I am in love with the Internal Combustion Engine (ICE). Harnessing the power of exploding hydrocarbon mixtures billions of times in rapid succession inside cylindrical containers appeals to an elemental part of my psyche - my lizard brain of locomotion. The immediate response, both in acceleration and aural orchestration, to a twist of my right wrist never fails to bring a smile to my face and a song to my heart. Tonight I rode a 33 HP single about 20 miles and it growled like a little lion as it cavorted around the tachometer dial in search of the peak of its torque curve. Of my bigger machines, the Triumph triples tend to tickle that fancy the most, one in particular that exhales through an Arrow pipe, making sounds like a little Formula One car (before they were neutered).
I loathe the idea of twisting a throttle, only to be greeted by “HUMMMMMMM” even if they can generate wicked acceleration. I’ll take my oily, smelly, dinosaur-burning babies any day and I won’t have to search - mostly in vain - for a charging station where I can while away several hours as fossil-fuel powerplants miles away replenish my ride’s energy storage units. I vividly remember last summer’s experience with a four-wheeled machine of that ilk and the hours it took to restore even a fraction of its charge. No way: give me a pump with mid-octane, corn-squeezins-free, aromatic hydrocarbons and set me free!
Rathjen, Kamil, and I were browsing the York swap meet a couple weekends ago, reveling in a panoply of amazing vintage motorcycles and a couple acres of parts for them. I said to Brian, “I hope this never goes away. Can you imagine coming here looking for a battery for your bike’s propulsion system?” We agreed that it would be a real downer to walk up and down aisles of lithium-ion cells, wiring bundles, and various types of circuitry. We are not electricians, we are mechanics! That isn’t solder paste under our fingernails and in the cracks in our fingers, it’s oil and grease! Saying something like, “Excuse me, sir, but do you have the Exceleron EEEX-THX-1138 mega-cell with the early CMOS power controller?” would be the stuff of nightmares for me.
Those of you who appreciate vintage, ICE-powered British motorcycles will also recoil in horror at the following request: “Excuse me, sir, but do you have the electric motor harness for a 2030 Triumph Green Triple - you know, the one made by Lucas?” Yes, friends, imagine the Prince of Darkness making not only the stuff that controls the lighting, but also the motor! The old joke about Brits drinking warm beer because Lucas can’t make a proper refrigerator either is apropos in that case. I have seen the results of a Lithium-ion thermal runaway and to say it is bomb-like is putting it mildly.

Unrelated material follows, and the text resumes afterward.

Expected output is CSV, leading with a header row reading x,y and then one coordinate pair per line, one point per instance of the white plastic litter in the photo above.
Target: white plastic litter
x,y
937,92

You can call me a luddite if you want, but anyone who has ever chased electrical gremlins through any kind of machinery will tell you that it is the pinnacle of frustration. Right now, I have an almost-new KLX-250 that runs wonderfully…until it pops the 10 Amp ignition control fuse, which it did several times at the Shenandoah 500 and led me and the bike to complete the first day in the back of a pickup truck. I still have not found the culprit, but I have gotten very adept at finding and changing that fuse (regrettably, after having to remove the seat each time). Usually, with an ICE bike, other than totally blowing the engine (which I have done), I can usually nurse it home. My experience with electrical stuff is to the contrary.
No, I want eternal combustion! I want my fossil fuel burned directly underneath me and at my behest, not a hundred miles away. I want the sound and fury of barely-controlled explosions happening multiple times a second, commanded by my right hand. I want to smell the result, especially if it is race-gas from the bike adjacent to me on a track or the two-stroke emissions of my trail-riding buddies. If they leave me behind, I can frequently track them, like a Castrol bloodhound, by their smells. If I shut my own motor down, I can also find them by their sounds, which sure as hell aren’t HUMMMMMM and WHIRRRR and THRUUMMMM. People want to ride Thumpers, not Hummers, or at least the Usual Suspects and I do.